This is the more usual course of innovation in the maritime field. Zero North is a software company.
It was incubated within Maersk and in 2020 was spun off into a separate company. Maersk Tankers debuts digital spinoff.
Its product then: “Optimise, formerly known as SimBunker, claims to enable owners and operators to reduce bunker consumption by determining the optimal speed of each vessel using multiple data points such as market rates, bunker prices, weather and individual vessel performance.”
The goal was to reduce emissions and costs of maritime transport. At the time it had 6 customers and 300 vessels using the product.
Now new funding has been received, and more backers have joined in investing.
This type of firm is just reaching the point when software support is starting to impose a burden on the firm.
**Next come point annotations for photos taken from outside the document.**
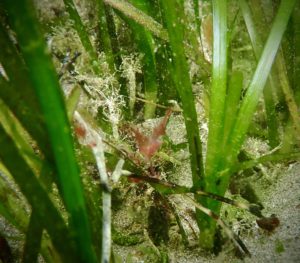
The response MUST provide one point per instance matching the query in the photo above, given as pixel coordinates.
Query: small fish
(149, 145)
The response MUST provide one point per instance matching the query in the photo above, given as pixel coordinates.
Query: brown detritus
(268, 223)
(5, 251)
(149, 145)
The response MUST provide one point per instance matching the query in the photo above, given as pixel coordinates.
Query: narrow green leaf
(272, 121)
(45, 83)
(257, 84)
(37, 197)
(139, 17)
(82, 33)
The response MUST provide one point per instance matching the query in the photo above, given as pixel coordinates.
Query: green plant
(47, 132)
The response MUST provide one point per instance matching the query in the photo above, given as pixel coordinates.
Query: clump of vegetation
(80, 81)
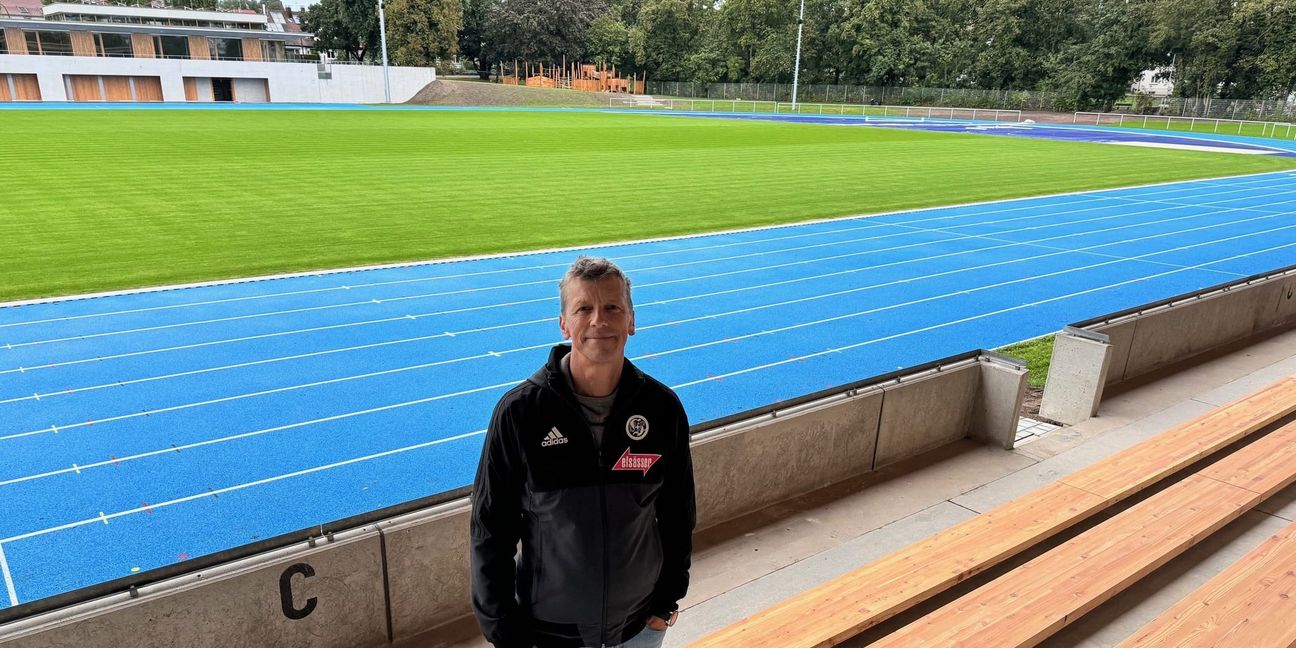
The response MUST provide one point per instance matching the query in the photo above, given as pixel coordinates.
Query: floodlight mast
(796, 66)
(382, 30)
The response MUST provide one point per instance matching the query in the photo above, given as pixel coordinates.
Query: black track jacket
(605, 533)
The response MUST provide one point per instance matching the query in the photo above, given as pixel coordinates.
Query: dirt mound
(481, 93)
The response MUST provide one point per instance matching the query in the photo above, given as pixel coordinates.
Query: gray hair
(592, 268)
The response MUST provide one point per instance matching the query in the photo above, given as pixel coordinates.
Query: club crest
(636, 428)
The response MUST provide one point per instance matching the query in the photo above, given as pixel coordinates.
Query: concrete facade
(1077, 375)
(924, 412)
(428, 568)
(287, 82)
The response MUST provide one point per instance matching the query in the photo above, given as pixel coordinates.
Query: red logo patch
(631, 462)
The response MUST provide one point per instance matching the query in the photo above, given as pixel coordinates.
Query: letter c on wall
(285, 591)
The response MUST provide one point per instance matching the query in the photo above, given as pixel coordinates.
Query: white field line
(695, 277)
(1086, 193)
(717, 293)
(546, 281)
(8, 579)
(529, 268)
(78, 468)
(389, 452)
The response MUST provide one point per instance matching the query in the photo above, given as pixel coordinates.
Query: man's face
(598, 320)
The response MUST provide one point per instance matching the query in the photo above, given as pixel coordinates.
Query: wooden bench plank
(1180, 447)
(1251, 604)
(1033, 601)
(866, 596)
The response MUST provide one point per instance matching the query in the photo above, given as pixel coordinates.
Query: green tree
(472, 35)
(349, 26)
(424, 31)
(539, 30)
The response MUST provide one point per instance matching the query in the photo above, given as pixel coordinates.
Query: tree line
(1086, 51)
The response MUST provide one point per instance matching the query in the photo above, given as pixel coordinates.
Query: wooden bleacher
(849, 604)
(1251, 604)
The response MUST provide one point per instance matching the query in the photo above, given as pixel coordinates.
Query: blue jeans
(647, 638)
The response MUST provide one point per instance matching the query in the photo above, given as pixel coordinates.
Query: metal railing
(1211, 125)
(740, 106)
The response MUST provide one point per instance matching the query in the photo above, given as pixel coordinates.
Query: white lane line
(683, 385)
(1033, 202)
(1001, 311)
(669, 266)
(240, 486)
(8, 579)
(254, 433)
(1003, 244)
(762, 268)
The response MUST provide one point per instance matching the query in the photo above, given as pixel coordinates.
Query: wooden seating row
(846, 605)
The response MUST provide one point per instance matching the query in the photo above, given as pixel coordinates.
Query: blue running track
(144, 429)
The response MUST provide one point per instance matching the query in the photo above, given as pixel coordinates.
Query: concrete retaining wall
(412, 570)
(1143, 341)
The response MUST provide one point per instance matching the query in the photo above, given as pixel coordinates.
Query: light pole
(796, 66)
(382, 30)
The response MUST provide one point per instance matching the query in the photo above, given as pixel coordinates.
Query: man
(587, 464)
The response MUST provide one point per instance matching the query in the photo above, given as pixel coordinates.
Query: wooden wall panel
(14, 40)
(117, 88)
(143, 46)
(26, 87)
(84, 88)
(198, 48)
(149, 88)
(83, 43)
(252, 49)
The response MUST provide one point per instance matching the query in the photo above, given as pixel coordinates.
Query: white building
(92, 52)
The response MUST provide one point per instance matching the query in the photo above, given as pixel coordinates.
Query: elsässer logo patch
(635, 462)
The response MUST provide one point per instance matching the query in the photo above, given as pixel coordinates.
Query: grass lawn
(96, 200)
(1037, 354)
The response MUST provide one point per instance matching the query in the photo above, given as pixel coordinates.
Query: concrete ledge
(923, 412)
(328, 595)
(743, 471)
(1141, 341)
(427, 557)
(407, 577)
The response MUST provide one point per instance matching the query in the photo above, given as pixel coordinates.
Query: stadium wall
(287, 82)
(1093, 355)
(407, 576)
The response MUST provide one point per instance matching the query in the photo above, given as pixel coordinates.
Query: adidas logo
(554, 438)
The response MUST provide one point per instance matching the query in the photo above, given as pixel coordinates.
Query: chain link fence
(835, 93)
(1264, 110)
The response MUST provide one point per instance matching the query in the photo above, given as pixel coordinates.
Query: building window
(226, 49)
(49, 43)
(271, 51)
(171, 47)
(113, 44)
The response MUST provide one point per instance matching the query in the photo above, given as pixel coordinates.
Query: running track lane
(144, 429)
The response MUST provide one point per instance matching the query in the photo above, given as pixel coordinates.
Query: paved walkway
(747, 565)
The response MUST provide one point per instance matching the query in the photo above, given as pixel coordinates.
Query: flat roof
(157, 30)
(147, 12)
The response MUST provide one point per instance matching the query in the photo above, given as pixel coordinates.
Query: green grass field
(121, 198)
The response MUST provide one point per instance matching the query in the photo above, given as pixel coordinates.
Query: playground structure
(583, 77)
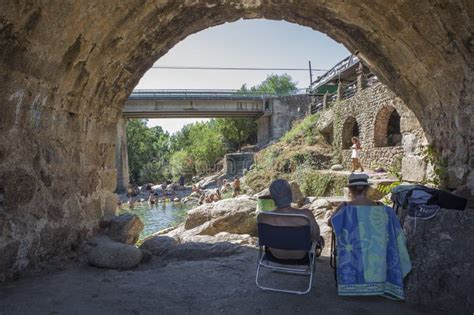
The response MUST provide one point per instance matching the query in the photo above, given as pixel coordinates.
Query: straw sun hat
(359, 180)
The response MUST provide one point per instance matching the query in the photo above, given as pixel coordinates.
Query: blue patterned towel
(372, 257)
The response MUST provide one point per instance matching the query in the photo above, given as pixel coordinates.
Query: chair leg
(310, 284)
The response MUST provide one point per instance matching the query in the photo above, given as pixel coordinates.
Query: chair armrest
(313, 247)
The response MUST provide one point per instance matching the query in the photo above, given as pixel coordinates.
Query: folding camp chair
(286, 238)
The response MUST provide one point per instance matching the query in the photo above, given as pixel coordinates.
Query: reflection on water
(158, 216)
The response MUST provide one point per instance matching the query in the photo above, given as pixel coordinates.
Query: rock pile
(226, 221)
(114, 248)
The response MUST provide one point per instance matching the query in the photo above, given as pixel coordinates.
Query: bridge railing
(205, 94)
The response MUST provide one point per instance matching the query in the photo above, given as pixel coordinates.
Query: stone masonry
(370, 109)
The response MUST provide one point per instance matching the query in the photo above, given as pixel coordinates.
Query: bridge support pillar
(263, 130)
(121, 156)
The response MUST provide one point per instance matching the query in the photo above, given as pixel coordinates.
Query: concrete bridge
(272, 113)
(195, 104)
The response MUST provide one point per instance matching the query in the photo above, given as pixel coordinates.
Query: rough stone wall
(66, 69)
(369, 108)
(263, 130)
(284, 110)
(237, 163)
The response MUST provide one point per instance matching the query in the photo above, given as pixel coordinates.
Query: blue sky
(244, 43)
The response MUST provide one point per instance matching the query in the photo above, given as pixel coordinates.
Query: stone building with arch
(360, 106)
(66, 70)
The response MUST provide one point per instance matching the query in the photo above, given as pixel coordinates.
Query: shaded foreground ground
(170, 285)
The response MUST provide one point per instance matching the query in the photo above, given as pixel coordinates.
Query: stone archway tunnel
(66, 69)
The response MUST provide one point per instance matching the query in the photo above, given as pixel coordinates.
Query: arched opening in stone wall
(387, 128)
(76, 67)
(349, 129)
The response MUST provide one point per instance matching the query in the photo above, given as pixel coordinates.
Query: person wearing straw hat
(358, 184)
(368, 253)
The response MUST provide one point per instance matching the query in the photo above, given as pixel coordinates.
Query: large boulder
(114, 255)
(125, 228)
(239, 239)
(233, 215)
(158, 244)
(296, 193)
(442, 257)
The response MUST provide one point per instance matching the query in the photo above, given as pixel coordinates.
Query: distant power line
(235, 68)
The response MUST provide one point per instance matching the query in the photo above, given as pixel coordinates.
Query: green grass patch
(305, 129)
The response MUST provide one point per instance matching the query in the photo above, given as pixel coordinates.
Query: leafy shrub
(304, 129)
(314, 183)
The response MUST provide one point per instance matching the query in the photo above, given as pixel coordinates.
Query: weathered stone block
(442, 262)
(413, 169)
(125, 228)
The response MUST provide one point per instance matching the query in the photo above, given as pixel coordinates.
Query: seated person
(280, 192)
(372, 258)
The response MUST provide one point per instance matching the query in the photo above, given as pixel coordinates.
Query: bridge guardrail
(205, 94)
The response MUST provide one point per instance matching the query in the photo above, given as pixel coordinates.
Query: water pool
(158, 216)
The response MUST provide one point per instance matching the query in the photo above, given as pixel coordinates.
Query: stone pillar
(121, 156)
(360, 77)
(263, 130)
(280, 119)
(325, 100)
(339, 90)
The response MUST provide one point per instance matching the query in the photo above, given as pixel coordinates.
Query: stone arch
(350, 129)
(387, 128)
(67, 70)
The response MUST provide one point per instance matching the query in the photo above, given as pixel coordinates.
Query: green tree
(237, 131)
(146, 147)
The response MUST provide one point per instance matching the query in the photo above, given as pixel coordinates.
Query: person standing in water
(355, 155)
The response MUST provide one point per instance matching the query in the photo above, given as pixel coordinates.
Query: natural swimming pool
(158, 216)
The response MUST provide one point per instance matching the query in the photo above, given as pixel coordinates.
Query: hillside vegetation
(299, 156)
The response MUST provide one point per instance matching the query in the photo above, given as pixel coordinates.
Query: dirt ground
(168, 285)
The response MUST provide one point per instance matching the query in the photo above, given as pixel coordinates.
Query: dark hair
(357, 190)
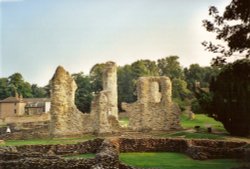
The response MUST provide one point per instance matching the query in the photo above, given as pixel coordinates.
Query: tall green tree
(96, 76)
(232, 28)
(17, 83)
(38, 92)
(128, 76)
(203, 75)
(230, 101)
(83, 95)
(170, 66)
(5, 90)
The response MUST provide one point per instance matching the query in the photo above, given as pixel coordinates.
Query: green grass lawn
(174, 161)
(80, 156)
(189, 135)
(47, 141)
(203, 121)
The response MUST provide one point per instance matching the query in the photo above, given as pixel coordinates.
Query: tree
(230, 102)
(170, 66)
(96, 76)
(17, 84)
(5, 90)
(84, 92)
(232, 28)
(38, 92)
(128, 76)
(196, 73)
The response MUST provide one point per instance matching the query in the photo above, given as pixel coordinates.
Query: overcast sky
(38, 35)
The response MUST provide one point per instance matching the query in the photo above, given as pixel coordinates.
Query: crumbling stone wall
(107, 152)
(66, 119)
(109, 80)
(99, 112)
(154, 109)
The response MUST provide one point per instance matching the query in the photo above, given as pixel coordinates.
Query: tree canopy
(230, 93)
(232, 28)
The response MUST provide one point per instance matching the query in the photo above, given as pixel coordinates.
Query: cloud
(3, 1)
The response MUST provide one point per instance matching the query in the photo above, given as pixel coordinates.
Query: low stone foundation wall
(196, 149)
(107, 152)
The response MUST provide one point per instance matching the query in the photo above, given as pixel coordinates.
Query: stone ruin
(107, 152)
(66, 119)
(154, 109)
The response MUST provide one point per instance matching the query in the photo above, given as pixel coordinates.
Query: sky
(36, 36)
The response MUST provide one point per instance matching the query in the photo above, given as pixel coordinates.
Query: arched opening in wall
(155, 92)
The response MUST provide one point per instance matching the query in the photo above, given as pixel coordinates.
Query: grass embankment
(47, 141)
(168, 161)
(203, 121)
(80, 156)
(174, 161)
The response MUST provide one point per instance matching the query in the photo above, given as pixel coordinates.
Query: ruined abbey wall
(66, 119)
(154, 109)
(110, 84)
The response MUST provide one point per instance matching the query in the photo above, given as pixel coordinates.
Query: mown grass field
(174, 161)
(166, 160)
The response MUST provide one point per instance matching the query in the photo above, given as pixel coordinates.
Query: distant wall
(27, 119)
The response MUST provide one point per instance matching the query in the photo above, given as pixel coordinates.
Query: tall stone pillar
(110, 84)
(65, 117)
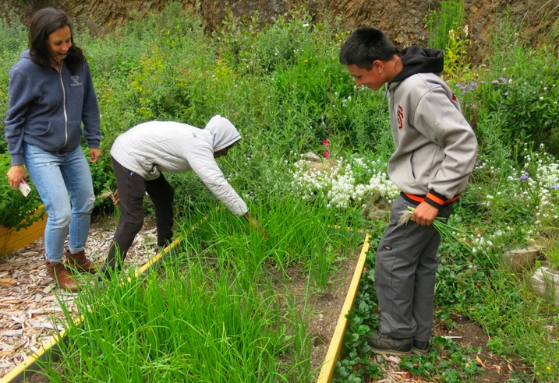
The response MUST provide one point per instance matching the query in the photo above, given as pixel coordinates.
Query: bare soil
(497, 369)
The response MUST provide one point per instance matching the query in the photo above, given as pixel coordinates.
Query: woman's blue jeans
(63, 180)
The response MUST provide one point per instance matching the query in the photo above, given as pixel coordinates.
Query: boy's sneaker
(387, 345)
(420, 347)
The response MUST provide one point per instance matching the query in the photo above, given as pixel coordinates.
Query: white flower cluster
(338, 181)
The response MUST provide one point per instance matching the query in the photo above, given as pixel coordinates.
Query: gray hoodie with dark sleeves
(165, 146)
(435, 146)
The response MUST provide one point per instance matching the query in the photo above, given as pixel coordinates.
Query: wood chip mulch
(30, 313)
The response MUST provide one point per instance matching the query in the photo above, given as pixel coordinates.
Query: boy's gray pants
(405, 270)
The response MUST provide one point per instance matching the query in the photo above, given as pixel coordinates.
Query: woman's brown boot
(62, 276)
(80, 262)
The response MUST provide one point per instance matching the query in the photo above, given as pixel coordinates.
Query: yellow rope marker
(21, 371)
(327, 370)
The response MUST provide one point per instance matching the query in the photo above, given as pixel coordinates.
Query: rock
(521, 259)
(545, 281)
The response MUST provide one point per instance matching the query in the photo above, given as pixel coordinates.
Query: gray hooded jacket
(165, 146)
(435, 146)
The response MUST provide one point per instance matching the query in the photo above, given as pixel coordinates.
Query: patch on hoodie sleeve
(400, 117)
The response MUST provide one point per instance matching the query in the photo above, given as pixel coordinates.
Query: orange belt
(431, 197)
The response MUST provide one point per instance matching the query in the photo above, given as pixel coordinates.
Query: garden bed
(320, 307)
(30, 313)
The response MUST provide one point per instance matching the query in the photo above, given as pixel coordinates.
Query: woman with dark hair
(50, 95)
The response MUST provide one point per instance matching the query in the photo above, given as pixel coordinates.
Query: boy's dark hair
(364, 46)
(43, 23)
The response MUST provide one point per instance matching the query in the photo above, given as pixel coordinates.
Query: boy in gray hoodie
(141, 155)
(435, 154)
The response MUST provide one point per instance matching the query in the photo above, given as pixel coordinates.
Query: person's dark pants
(131, 191)
(405, 271)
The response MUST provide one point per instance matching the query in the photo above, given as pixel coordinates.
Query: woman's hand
(94, 154)
(15, 175)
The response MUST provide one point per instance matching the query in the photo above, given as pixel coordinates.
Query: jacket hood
(420, 60)
(223, 132)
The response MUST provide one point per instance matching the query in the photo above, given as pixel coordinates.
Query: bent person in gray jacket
(143, 153)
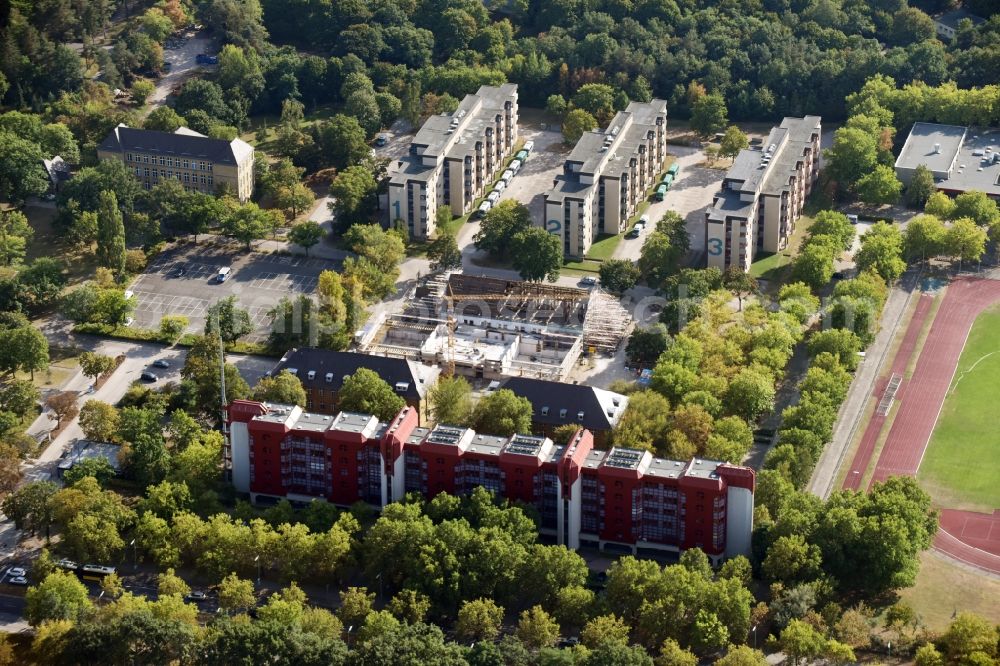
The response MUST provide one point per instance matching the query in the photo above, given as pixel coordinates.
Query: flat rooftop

Most software startups can defer for a while the problem of support, but when the customer base grows enough, the whole cycle of customer support and updates and patches mushrooms exponentially. This places great financial demands on the firm. And it’s not profit-generating. The company benefit is only reputation, which takes a long time to repay the investment. But if reputation is tarnished by poor or unresponsive service, the company may be dealt a blow it cannot recover from, losing customers and revenues. It’s a critical time in a software startup’s lifetime.
The support conundrum is the principal reason for the failure of software startups and generally occurs later in the business arc than support for hardware-oriented products.